1.7 Gli inibitori tirosinochinasici di EGFR e il loro meccanismo d’azione

1.7.1 Valutazione clinica dell’efficacia degli inibitori tirosinochinasici di EGFR

La promettente attività di gefitinib riscontrata negli studi di fase I nei pazienti con NSCLC 90-93 è stata approfondita in due studi di fase II multicentrici: IDEAL-1 (Iressa Dose Evaluation in Advanced Lung cancer) in Giappone e in Europa e IDEAL-2 negli Stati Uniti. 94,95 Entrambi gli studi hanno confrontato l’efficacia delle dosi orali giornaliere di gefitinib di 250 e 500 mg.

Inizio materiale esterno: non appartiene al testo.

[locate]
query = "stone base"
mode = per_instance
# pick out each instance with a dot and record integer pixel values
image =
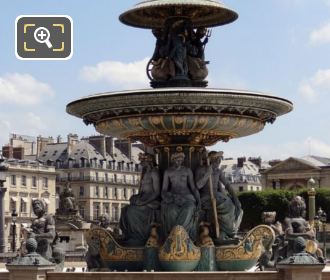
(301, 272)
(23, 272)
(178, 83)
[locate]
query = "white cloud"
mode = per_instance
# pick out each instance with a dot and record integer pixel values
(23, 89)
(319, 83)
(321, 35)
(34, 122)
(281, 151)
(124, 75)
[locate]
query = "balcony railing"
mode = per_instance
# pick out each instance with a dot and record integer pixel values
(98, 180)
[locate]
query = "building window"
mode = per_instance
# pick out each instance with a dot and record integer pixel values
(13, 180)
(96, 211)
(34, 181)
(274, 185)
(82, 211)
(116, 213)
(24, 180)
(81, 191)
(23, 205)
(12, 205)
(45, 182)
(106, 208)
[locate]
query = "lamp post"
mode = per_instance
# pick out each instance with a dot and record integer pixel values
(3, 169)
(323, 219)
(13, 217)
(311, 201)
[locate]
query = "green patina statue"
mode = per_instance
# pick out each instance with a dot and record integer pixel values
(228, 213)
(180, 198)
(137, 218)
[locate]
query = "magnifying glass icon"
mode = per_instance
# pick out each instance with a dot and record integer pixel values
(42, 35)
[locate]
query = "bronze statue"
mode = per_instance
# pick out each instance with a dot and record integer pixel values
(295, 225)
(137, 218)
(43, 231)
(180, 198)
(67, 203)
(228, 208)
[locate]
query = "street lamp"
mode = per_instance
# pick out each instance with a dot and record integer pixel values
(323, 219)
(311, 201)
(14, 217)
(3, 169)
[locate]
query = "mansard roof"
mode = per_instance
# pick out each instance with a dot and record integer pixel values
(292, 164)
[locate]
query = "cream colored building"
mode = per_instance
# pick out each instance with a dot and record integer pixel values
(25, 181)
(102, 176)
(242, 174)
(294, 173)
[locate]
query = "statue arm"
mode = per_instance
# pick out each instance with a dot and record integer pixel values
(193, 187)
(165, 184)
(202, 177)
(49, 232)
(231, 192)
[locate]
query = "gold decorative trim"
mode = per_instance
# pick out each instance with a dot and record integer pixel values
(248, 249)
(179, 247)
(110, 250)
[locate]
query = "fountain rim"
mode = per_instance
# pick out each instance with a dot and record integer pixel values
(237, 92)
(131, 17)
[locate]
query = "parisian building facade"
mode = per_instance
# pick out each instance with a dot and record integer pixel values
(25, 181)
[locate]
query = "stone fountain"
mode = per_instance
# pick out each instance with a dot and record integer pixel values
(179, 114)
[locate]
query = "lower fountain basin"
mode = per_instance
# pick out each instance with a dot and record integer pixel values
(179, 115)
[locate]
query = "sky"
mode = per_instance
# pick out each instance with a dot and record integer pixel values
(278, 47)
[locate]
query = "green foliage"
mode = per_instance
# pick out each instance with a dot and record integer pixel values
(254, 203)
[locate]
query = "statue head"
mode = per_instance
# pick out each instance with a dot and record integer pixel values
(157, 32)
(268, 217)
(147, 159)
(104, 220)
(177, 158)
(299, 245)
(201, 32)
(297, 207)
(215, 158)
(39, 208)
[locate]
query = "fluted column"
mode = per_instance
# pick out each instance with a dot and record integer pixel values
(2, 218)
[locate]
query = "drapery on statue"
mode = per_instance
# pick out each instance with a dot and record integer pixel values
(137, 218)
(67, 204)
(43, 231)
(180, 198)
(228, 208)
(295, 225)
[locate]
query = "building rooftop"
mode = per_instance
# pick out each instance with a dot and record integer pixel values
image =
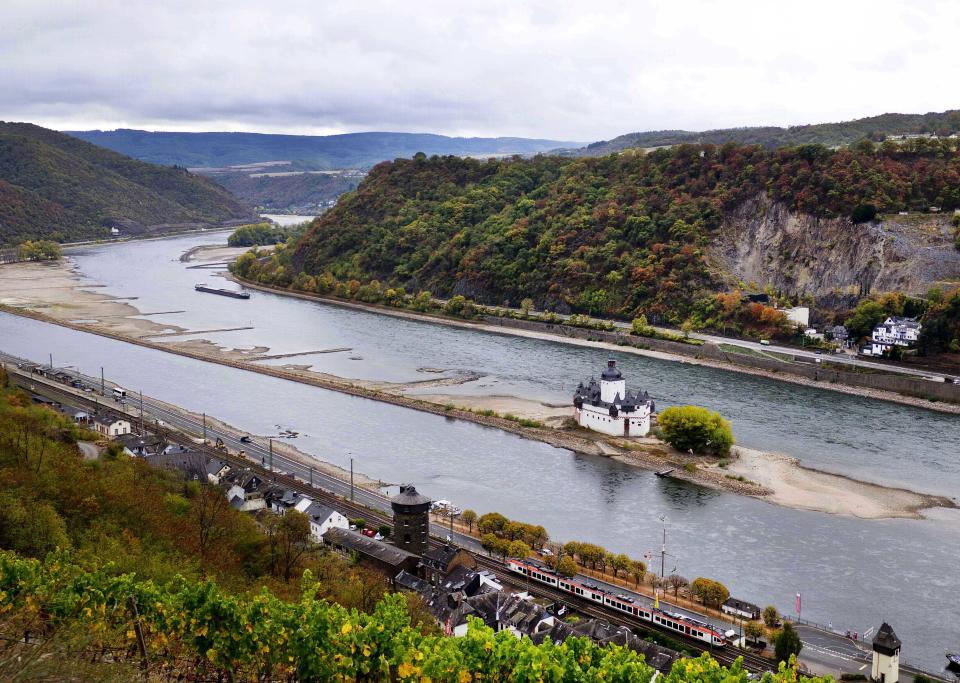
(886, 641)
(351, 540)
(408, 496)
(611, 372)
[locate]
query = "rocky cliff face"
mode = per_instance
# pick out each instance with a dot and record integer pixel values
(764, 243)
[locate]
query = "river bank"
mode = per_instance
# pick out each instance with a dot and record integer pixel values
(56, 293)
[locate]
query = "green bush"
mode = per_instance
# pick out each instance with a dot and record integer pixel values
(696, 429)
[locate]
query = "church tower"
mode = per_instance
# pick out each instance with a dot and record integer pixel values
(612, 383)
(886, 656)
(411, 520)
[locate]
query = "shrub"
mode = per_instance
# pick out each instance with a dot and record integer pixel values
(691, 428)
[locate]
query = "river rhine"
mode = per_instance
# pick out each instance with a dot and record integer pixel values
(852, 573)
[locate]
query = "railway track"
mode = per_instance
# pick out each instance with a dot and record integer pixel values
(378, 517)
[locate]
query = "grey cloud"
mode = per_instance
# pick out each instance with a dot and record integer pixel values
(548, 69)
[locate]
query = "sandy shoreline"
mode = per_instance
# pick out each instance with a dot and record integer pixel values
(63, 298)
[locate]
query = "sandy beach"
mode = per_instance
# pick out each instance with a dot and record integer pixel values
(55, 292)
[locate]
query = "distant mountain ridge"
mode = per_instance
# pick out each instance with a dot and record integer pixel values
(55, 186)
(770, 137)
(349, 150)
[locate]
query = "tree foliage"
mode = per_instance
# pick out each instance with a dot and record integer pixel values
(692, 428)
(787, 643)
(710, 592)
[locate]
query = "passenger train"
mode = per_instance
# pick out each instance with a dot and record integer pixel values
(679, 623)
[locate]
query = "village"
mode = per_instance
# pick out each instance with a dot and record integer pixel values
(525, 596)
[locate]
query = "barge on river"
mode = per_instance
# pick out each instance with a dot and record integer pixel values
(202, 287)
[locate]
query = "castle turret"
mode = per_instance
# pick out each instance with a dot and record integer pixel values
(886, 656)
(612, 384)
(411, 520)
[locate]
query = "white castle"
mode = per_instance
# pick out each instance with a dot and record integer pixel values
(608, 407)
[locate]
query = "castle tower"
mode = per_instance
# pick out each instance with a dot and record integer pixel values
(411, 520)
(612, 383)
(886, 656)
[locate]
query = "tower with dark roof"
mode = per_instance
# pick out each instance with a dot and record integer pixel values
(886, 655)
(411, 520)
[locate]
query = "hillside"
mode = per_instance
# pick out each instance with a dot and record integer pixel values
(830, 134)
(303, 193)
(621, 235)
(351, 150)
(56, 186)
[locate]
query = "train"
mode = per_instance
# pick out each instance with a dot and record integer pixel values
(679, 623)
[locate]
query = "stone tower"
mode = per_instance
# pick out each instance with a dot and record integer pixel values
(886, 656)
(411, 520)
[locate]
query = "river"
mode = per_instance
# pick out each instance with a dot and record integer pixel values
(852, 573)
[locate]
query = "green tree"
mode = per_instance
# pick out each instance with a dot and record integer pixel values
(518, 549)
(712, 593)
(640, 326)
(566, 566)
(753, 631)
(692, 428)
(39, 250)
(787, 643)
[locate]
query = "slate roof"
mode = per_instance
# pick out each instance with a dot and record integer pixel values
(440, 557)
(886, 641)
(351, 540)
(605, 633)
(408, 496)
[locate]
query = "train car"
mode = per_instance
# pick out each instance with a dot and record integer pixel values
(679, 623)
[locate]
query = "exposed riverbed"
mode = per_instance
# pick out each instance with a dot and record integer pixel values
(853, 572)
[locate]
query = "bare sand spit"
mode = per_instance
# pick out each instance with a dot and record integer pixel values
(54, 292)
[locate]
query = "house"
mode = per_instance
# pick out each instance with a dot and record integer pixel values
(437, 563)
(110, 425)
(141, 446)
(511, 612)
(609, 408)
(740, 608)
(798, 315)
(387, 559)
(193, 464)
(894, 331)
(840, 334)
(885, 666)
(604, 633)
(322, 519)
(216, 470)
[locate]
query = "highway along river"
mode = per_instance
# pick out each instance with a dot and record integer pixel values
(853, 573)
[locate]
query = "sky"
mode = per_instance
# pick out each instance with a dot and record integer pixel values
(572, 71)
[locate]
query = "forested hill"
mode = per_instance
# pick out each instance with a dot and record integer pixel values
(830, 134)
(351, 150)
(616, 235)
(55, 186)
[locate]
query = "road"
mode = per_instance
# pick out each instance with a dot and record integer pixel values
(823, 652)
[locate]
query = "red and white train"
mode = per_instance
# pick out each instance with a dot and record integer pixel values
(681, 624)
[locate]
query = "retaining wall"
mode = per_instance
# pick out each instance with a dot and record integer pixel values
(897, 383)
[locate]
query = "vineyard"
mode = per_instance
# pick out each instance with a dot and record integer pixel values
(196, 630)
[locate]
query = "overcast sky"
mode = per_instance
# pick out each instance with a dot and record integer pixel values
(564, 70)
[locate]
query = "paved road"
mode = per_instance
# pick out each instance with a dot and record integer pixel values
(823, 651)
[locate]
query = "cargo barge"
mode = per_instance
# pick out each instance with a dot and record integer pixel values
(222, 292)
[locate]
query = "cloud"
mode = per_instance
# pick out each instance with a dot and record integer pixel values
(567, 70)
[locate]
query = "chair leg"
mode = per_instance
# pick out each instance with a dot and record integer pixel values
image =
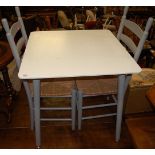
(31, 106)
(80, 97)
(73, 108)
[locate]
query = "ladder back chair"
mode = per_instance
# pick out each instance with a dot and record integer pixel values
(134, 46)
(108, 86)
(53, 88)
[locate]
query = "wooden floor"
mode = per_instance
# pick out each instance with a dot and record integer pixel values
(142, 130)
(99, 133)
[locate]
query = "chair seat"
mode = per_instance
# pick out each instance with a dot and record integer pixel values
(108, 85)
(145, 78)
(97, 86)
(89, 87)
(55, 88)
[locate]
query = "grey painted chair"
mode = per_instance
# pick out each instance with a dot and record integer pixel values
(63, 88)
(107, 86)
(132, 46)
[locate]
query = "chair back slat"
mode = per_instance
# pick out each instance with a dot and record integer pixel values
(20, 44)
(15, 28)
(14, 49)
(133, 27)
(128, 42)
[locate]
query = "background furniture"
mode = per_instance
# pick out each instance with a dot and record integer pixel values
(53, 88)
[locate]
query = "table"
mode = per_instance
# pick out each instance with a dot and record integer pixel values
(60, 54)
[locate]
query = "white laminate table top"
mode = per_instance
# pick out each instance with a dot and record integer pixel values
(75, 53)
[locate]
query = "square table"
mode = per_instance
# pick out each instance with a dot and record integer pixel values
(76, 53)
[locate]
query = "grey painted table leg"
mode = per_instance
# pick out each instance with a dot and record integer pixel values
(121, 87)
(36, 84)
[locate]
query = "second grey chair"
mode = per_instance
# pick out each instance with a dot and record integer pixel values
(108, 86)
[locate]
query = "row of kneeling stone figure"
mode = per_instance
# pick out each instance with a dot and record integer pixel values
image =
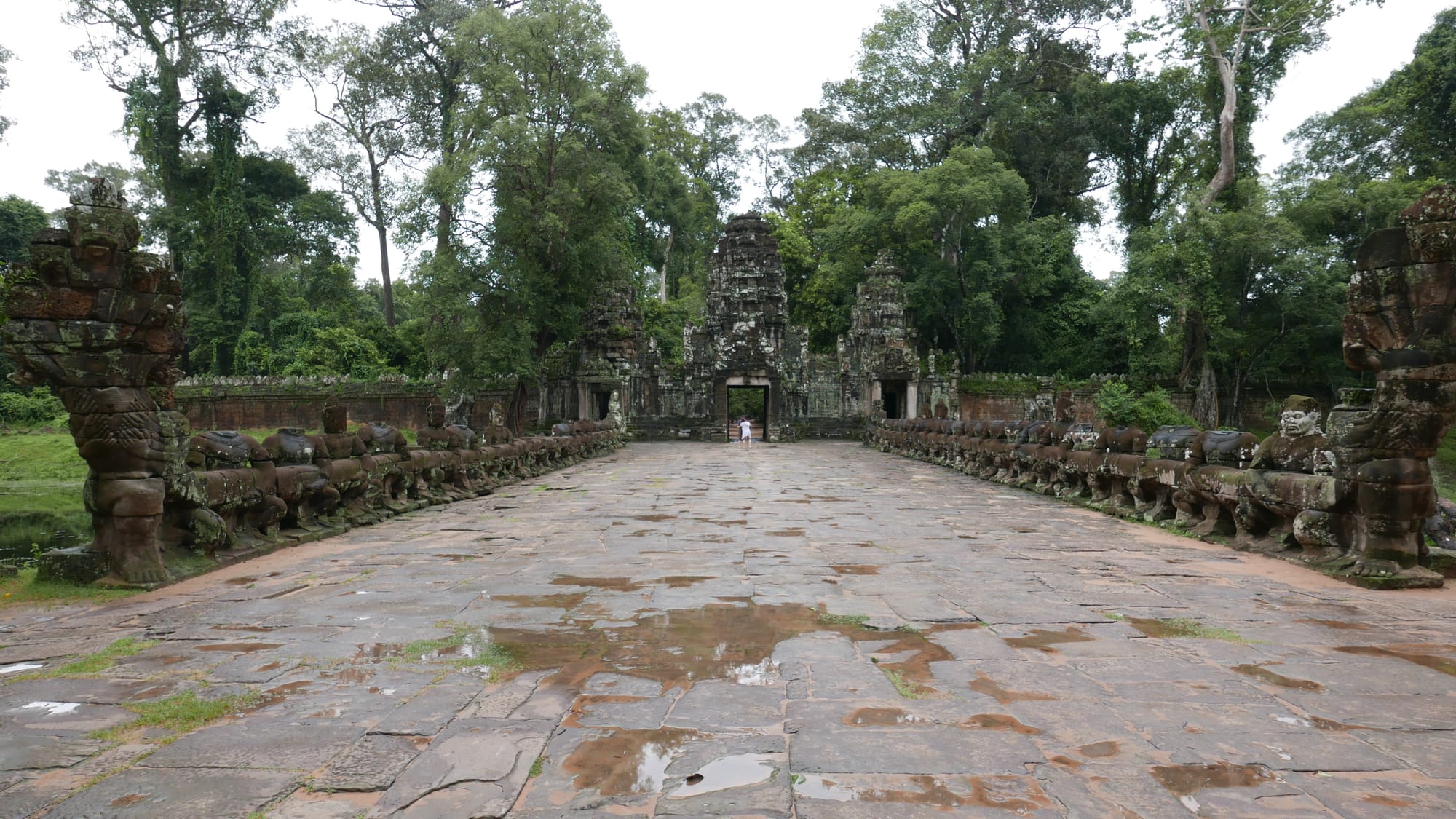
(240, 491)
(1279, 496)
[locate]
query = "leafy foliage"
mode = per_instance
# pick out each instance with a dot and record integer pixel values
(28, 410)
(1119, 405)
(20, 221)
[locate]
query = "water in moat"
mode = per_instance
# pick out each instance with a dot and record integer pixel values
(39, 521)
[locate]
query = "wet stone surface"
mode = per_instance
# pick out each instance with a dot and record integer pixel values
(692, 630)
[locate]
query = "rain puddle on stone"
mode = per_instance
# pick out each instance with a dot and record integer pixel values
(350, 675)
(247, 580)
(609, 583)
(727, 772)
(542, 601)
(250, 628)
(53, 708)
(627, 761)
(18, 668)
(1388, 800)
(240, 647)
(989, 687)
(1337, 624)
(1018, 794)
(880, 717)
(1000, 721)
(911, 656)
(1101, 749)
(1187, 780)
(1045, 640)
(1412, 653)
(1266, 675)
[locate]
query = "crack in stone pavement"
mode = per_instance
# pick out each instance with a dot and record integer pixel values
(694, 630)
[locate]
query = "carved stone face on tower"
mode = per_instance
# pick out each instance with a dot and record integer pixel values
(1299, 417)
(1295, 423)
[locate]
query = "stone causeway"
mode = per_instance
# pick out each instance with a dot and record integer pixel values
(700, 630)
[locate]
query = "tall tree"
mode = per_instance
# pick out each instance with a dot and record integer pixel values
(157, 53)
(20, 221)
(717, 154)
(1249, 46)
(433, 63)
(5, 82)
(1014, 76)
(362, 136)
(563, 152)
(1404, 127)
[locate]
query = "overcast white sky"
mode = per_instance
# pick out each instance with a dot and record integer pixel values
(765, 56)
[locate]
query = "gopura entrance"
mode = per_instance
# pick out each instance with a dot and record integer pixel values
(740, 349)
(745, 357)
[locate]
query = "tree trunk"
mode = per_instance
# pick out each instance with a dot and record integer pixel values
(668, 256)
(376, 183)
(384, 274)
(443, 219)
(1206, 400)
(1227, 161)
(1228, 66)
(516, 410)
(167, 151)
(1235, 416)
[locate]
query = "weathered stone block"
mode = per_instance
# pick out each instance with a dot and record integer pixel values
(76, 564)
(1384, 248)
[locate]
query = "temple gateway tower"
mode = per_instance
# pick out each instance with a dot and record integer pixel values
(740, 346)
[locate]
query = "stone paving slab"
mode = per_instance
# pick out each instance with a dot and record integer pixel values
(692, 630)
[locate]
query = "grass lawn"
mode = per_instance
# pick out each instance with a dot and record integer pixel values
(34, 459)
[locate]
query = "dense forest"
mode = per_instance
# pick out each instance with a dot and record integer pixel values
(975, 139)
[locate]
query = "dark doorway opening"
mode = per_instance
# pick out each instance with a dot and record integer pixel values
(752, 401)
(601, 404)
(893, 395)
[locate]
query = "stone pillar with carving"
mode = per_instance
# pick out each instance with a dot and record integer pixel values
(101, 323)
(1403, 328)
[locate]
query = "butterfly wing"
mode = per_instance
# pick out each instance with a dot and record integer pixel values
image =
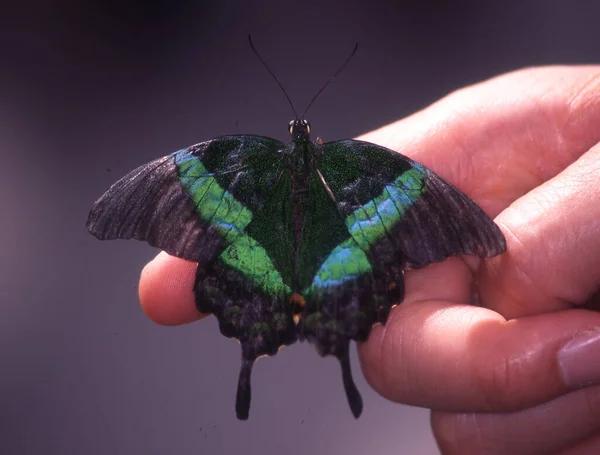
(396, 214)
(225, 204)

Queste dosi sono state scelte perché 250 mg/die corrispondeva alla dose minima efficace e 500 mg/die rappresentava la dose massima tollerabile per un utilizzo prolungato. 94,95 Nello studio IDEAL-1 erano stati arruolati 210 pazienti con diagnosi di NSCLC precedentemente trattati con uno o più regimi di chemioterapia. Nei pazienti trattati con 250 e 500 mg l’objective response rate (ORR) era, rispettivamente, 18.4% (95% confidence interval [CI], 11.5-27.3) e 19.0% (95% CI, 12.1-27.9); la Progression Free Survival mediana (mPFS) 2.7 e 2.8 mesi e la sopravvivenza mediana (mOS) 7.6 e 8.0 mesi. Gli effetti avversi erano più frequenti nel gruppo con la dose di farmaco più elevata (1.9% contro 9.4%).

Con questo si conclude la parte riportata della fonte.